Après avoir obtenu son baccalauréat, Esther Duflo entre en classe préparatoire « lettres et sciences sociales » (B/L) au lycée Henri-IV à Paris[5]. Elle est classée 4e au concours d'entrée de l'École normale supérieure en 1992, groupe « sciences sociales »[9], où elle commence par étudier l'histoire[5].

Elle obtient sa maîtrise d'histoire (avec un mémoire sur le premier plan quinquennal de l'URSS) et d'économie en 1994, après dix mois passés à Moscou en 1993[2]. Sur les conseils de Thomas Piketty, elle se tourne vers l'économie appliquée[10],[11]. Esther Duflo, après avoir intégré l'École normale supérieure, avait également suivi le magistère d'économie de Paris-I de 1992 à 1993, avant de faire le DEA APE de l'EHESS et une thèse au MIT. En 1996, elle obtient l'agrégation de sciences économiques et sociales[12],[11],[13].

Elle est aussi à cette époque assistante de recherche de Jeffrey Sachs et de Daniel Cohen[5],[14].

Thèse et début de carrière

En 1999, elle soutient sa thèse de doctorat au département d'économie de l'Institut de technologie du Massachusetts (MIT), sous la direction de l'économiste indien Abhijit Banerjee[15]. Sa thèse, intitulée Three Essays in Empirical Development Economics (Trois essais sur l'économie empirique du développement), est consacrée à l'évaluation économique des projets de développement[16]. La même année, elle intègre le département d'économie du MIT comme assistant professor. En 2002, à l'âge de 29 ans, elle accède au poste de professeur associée[3]. Après une année en détachement à l’université de Princeton, elle est titularisée au MIT et obtient le titre de professeur en 2004, à l’âge de 32 ans[17]. Ce retour au MIT s'accompagne de la création du Poverty Action Lab[2] (voir Abdul Latif Jameel Poverty Action Lab)[5].

Carrière

Esther Duflo est corédactrice des revues Review of Economics and Statistics et Journal of Development Economics ; en 2007, elle est nommée rédactrice fondatrice de la revue American Economic Journal: Applied Economics.

Fin 2012, elle est nommée au sein du President’s Global Development Council, un organisme américain chargé de conseiller le président des États-Unis Barack Obama ainsi que les hauts dirigeants de l’administration sur les questions de développement[18],[19].

En 2015, elle est codirectrice de J-Pal (Abdul Latif Jameel Poverty Action Lab, laboratoire Abdul Latif Jameel d'action contre la pauvreté) au MIT[20], dans lequel elle joue un rôle majeur du point de vue scientifique comme de celui de la gestion et de la levée de fonds.

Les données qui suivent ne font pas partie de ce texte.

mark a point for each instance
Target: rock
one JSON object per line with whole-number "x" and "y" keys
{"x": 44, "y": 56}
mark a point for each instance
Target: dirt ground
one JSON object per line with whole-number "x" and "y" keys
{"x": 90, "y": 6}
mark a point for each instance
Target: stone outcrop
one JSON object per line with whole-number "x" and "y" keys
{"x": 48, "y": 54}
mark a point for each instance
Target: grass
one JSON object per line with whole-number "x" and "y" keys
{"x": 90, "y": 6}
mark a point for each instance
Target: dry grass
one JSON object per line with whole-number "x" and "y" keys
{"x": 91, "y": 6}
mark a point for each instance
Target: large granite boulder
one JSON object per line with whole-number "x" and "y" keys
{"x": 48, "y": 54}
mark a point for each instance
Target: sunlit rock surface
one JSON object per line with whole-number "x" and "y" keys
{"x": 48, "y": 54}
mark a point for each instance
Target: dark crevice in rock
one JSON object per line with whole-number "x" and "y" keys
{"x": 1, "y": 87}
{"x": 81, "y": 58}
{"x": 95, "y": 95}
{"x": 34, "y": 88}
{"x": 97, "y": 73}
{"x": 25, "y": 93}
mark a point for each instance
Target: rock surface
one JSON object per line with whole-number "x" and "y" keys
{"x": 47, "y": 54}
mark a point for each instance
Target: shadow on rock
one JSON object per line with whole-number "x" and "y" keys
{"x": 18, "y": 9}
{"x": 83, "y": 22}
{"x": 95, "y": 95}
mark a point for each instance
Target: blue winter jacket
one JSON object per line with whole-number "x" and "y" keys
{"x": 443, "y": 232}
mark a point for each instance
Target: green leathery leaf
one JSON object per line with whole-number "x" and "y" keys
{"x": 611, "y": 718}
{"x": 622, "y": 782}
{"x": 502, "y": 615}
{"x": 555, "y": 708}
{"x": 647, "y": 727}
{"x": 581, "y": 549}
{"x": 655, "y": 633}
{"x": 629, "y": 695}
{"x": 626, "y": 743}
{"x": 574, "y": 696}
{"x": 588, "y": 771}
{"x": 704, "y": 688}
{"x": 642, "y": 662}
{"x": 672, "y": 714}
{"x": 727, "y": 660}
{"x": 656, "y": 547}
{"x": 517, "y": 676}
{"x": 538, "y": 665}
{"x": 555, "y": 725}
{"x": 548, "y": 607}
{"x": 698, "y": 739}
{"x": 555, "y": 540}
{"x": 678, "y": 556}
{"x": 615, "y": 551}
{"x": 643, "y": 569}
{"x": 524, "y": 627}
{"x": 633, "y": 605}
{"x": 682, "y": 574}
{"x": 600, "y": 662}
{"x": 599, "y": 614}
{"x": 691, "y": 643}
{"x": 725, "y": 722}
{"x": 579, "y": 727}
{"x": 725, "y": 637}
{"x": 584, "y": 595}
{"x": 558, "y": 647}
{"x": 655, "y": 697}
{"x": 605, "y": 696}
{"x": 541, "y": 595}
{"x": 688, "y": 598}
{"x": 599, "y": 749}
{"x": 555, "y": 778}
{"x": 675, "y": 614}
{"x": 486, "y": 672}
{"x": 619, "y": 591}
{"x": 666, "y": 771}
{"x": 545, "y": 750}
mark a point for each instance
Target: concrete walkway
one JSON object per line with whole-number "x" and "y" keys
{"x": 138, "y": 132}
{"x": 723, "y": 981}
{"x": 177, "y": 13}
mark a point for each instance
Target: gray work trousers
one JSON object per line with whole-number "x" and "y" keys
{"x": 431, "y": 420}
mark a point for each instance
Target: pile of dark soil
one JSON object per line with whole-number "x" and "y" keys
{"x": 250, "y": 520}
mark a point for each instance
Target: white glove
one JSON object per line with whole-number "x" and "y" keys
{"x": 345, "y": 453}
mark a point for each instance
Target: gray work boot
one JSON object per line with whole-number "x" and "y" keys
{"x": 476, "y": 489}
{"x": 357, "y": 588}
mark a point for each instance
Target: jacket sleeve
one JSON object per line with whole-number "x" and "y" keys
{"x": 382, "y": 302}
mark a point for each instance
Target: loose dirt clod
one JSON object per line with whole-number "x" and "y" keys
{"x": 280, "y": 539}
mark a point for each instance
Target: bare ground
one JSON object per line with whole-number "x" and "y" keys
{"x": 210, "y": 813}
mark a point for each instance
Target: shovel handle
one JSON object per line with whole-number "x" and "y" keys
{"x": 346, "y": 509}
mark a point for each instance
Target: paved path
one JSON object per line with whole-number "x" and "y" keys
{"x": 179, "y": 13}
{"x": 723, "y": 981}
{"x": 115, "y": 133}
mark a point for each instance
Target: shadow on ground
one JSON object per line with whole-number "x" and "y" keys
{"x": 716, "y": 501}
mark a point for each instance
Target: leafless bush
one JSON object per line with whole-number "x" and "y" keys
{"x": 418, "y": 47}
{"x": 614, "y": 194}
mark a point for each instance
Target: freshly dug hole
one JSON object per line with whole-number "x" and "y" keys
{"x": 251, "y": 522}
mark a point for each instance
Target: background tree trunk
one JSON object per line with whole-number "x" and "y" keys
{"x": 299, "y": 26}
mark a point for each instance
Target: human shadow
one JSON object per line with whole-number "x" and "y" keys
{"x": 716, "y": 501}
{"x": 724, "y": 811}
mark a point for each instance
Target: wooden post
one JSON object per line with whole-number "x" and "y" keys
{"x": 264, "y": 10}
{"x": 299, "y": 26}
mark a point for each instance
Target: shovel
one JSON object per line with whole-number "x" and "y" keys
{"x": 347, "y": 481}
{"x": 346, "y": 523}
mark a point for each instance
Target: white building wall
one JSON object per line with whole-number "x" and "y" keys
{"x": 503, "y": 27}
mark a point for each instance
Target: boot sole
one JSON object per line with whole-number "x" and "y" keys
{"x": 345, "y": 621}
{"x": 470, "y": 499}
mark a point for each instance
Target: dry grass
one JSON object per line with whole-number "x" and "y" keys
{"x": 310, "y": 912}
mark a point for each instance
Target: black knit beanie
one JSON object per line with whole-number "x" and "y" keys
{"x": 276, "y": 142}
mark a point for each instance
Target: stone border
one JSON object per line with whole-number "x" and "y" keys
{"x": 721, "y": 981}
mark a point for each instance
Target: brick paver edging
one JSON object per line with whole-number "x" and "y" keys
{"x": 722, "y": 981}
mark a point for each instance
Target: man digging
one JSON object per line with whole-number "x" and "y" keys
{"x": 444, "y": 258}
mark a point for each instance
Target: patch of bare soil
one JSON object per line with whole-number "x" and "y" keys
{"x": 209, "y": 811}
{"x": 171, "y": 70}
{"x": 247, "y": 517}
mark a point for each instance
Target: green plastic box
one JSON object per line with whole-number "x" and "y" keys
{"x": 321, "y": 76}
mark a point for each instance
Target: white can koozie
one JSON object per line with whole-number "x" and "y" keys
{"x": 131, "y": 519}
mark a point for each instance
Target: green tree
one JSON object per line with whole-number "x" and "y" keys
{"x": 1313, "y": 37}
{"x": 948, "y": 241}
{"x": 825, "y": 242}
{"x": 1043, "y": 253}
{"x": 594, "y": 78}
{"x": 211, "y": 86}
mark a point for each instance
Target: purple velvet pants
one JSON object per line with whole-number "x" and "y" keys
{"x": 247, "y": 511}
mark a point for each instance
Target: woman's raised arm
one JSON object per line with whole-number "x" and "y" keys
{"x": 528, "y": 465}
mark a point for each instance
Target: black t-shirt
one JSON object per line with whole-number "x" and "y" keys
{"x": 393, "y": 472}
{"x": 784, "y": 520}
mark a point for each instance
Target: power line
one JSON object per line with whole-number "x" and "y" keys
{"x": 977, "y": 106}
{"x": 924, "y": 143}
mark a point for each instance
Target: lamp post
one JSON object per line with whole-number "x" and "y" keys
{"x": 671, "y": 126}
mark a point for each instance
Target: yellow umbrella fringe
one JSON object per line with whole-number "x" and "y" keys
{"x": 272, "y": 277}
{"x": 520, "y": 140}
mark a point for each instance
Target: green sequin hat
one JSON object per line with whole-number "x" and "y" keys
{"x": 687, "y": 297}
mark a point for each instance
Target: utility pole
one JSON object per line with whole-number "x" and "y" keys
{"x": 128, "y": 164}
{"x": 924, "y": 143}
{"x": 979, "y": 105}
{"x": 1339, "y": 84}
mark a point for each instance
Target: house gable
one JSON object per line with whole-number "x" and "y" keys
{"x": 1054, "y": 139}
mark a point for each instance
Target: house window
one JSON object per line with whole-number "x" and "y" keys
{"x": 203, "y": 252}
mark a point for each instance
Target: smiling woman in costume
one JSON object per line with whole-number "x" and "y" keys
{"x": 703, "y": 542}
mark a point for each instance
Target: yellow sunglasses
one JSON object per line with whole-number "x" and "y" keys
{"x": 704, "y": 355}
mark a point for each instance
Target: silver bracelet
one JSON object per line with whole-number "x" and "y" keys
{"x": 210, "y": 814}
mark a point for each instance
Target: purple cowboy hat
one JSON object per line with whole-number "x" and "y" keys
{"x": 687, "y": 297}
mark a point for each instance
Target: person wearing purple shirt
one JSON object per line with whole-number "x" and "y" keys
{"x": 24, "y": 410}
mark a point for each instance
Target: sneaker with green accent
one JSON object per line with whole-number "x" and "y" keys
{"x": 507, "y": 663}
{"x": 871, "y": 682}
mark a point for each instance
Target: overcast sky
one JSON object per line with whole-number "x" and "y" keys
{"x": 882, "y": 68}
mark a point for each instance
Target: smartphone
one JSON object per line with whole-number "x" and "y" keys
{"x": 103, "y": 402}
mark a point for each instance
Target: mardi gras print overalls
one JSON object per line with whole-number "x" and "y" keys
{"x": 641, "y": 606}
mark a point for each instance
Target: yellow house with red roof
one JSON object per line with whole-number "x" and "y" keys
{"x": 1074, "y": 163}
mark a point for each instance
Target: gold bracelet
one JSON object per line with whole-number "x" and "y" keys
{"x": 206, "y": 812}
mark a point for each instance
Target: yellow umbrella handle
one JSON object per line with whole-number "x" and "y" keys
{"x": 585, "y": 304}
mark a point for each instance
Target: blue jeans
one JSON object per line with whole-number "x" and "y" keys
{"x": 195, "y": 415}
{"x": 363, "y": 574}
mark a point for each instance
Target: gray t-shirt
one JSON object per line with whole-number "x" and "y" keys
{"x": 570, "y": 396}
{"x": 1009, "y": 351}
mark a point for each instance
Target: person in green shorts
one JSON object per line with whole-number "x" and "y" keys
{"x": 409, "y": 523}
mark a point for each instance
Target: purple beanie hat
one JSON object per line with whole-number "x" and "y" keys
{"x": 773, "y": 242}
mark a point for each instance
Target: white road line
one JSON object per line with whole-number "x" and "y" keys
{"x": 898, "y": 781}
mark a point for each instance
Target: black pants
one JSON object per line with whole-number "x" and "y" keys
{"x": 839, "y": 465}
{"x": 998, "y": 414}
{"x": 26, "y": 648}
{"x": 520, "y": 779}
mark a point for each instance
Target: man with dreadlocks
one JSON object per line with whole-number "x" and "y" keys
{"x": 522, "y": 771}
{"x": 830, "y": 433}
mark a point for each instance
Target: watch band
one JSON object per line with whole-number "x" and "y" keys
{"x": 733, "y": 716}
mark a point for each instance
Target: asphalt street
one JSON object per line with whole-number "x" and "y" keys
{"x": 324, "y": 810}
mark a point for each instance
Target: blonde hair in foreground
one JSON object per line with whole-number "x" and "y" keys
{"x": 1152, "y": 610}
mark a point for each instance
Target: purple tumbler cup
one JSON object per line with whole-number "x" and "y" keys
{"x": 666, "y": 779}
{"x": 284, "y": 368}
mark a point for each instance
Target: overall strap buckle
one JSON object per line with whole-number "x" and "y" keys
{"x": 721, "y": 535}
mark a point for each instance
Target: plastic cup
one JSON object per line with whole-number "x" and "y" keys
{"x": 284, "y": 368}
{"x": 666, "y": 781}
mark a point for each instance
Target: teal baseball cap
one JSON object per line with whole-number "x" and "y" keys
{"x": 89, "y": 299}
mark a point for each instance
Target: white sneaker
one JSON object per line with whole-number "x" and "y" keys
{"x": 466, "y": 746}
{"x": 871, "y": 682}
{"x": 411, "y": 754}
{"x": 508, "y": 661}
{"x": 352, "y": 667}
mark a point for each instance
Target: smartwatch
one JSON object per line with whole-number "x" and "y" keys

Par ailleurs, Esther Duflo détient la première chaire internationale « Savoirs contre la pauvreté »[21] au Collège de France[5],[22], soutenue par l'Agence française de développement[23].

Membre de à l'Académie américaine des arts et des sciences[24], de l'Académie des technologies[16] et membre correspondant de la British Academy[25], elle siège depuis 2018 au Conseil scientifique de l'Éducation nationale[26].

Elle obtient en 2019 le prix de la Banque de Suède en sciences économiques en mémoire d'Alfred Nobel aux côtés de son époux Abhijit Banerjee et de Michael Kremer, pour leurs travaux sur la lutte contre la pauvreté[27],[28].

En 2020, elle accepte l’invitation de l’École d'économie de Paris (PSE) et de l’université Paris sciences et lettres (PSL) à un séjour d’enseignement et de recherche durant l’année scolaire 2020-2021[29].

Vie privée

Esther Duflo possède la nationalité américaine depuis 2012[30]. Elle parle l'anglais, l'allemand et le russe[5].

Elle épouse l'économiste et universitaire Abhijit Banerjee en 2015. Ensemble ils ont deux enfants : Noémie, née en 2012, et Milan, né en 2014[31].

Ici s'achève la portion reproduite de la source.